Di certo non era stato soltanto il nome dato all'acquedotto (Felice, in
onore del Papa Sisto V) ad attrarre i senzatetto: alle catapecchie
incastonate nelle arcate s'erano infatti aggiunti presto tanti orti recintati
ed allineati lungo la marrana costantemente alimentata dal Felice. La
stradina che s'era formata fra gli orti e le baracche e che conduceva
verso il nido di vespe (poi ridefinito paese nella città) sarebbe potuta
dunque diventare un bel boulevard verso la borgata se non fossero stati
espropriati gli orti coltivati a favore d'un grande Parco.
Questo spiega, almeno in parte, la nostalgia che traspare negli
intervistati che dopo aver visto crescere l'insediamento avevano assistito
pure alla sua scomparsa: uno struggimento che un'artista disincantata
come solo i romani sanno essere interpreta in questa canzone. Fatto era
stato comunque, molto prima dell'avvento del Parco, che proprio nel
territorio chiamato Cecafumo si era deciso di realizzare un piano di
edilizia popolare e che a nessuno degli insediati era saltato in mente di
proporsi come assegnatario.
Il piano era stato poi affidato -con légge apposita- ad un Ente a
gestione autonoma, che l'Istituto Nazionale di Assicurazioni (I.N.A.)
aveva provveduto a costituire, chiamandolo Gestione I.N.A.-Case. Posto
sotto la vigilanza del Ministero del Lavoro e della Previdenza Sociale, tale
Ente doveva limitarsi ad eseguire gli atti deliberati da un Comitato di
attuazione, istituito con quella stessa légge e deputato a tradurre in
realtà il piano.
Un quadrilatero di campagna romana compresa fra due antiche strade
consolari e adiacente alla borgata ribelle era stato dunque rapidamente
cementificato per realizzare il progetto. Nel timore di occupazioni
abusive, la Gestione I.N.A.-Case s'era quindi affrettata a consegnare le
chiavi degli interni agli assegnatari e questi si erano precipitati a
prenderne possesso, con brande o soltanto le coperte.
Il nuovo complesso residenziale, detto volgarmente 'Inacasa' o
Cecafumo aveva comunque promossa la borgata a perno urbanistico di
un'intera circoscrizione che si sarebbe poi sviluppata tumultuosamente a
cavallo della consolare che la lambiva. Rimanendo però al quasi quadrato
che è il teatro principale della storia, c'è da dire che il progetto era stato
ben concepito, perché due dei suoi lati erano segnati da due file di
skyscrapers a dodici piani e a pianta stellare: una sorta di binario entro
cui allocare due schiere di palazzine a tre piani.
Una critica che è necessario fare tuttavia è che la Gestione I.N.A.-Case
venne soppressa da una nuova légge, che ne pose in liquidazione il
patrimonio affidando alla Gescal ('Gestione case dei lavoratori')
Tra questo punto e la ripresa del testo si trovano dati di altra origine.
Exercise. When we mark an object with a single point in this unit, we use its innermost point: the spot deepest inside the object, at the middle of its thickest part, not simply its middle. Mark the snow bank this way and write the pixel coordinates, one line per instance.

l'amministrazione degli immobili, fino al riscatto completo di tutti gli
appartamenti da parte degli assegnatari. Pur controllata da un
rappresentante degli Istituti Autonomi per le Case Popolari (IACP) la
Gescal non si fece infatti scrupolo allora di abbandonare ai loro destini
gli stabili e i neo-proprietari.
Dalla conseguente anarchia trae origine la storia che si andrà a
raccontare, non senza prima entrare nei dettagli di tale comprensorio
mediante una porzione della pianta del progetto che l'aveva originato.
Enjoy!, si direbbe in lingua inglese a questo punto... peccato che non ci
sia in italiano una traduzione adeguata: non saprei che scegliere fra
divertitevi!, godetevela!, graditela!, gioite! e dilettatevi!.
Preferisco perciò passare finalmente alla narrazione senza altro
aggiungere che i ringraziamenti a questo portale per aver ospitate le
tante revisioni del mio blog, confermando che il primo dei capitoli in cui
sarà articolato sarà pubblicato su scribd.com (con La sessantotto per
titolo) mentre rimarranno in questo portale i Media ad esso collegati.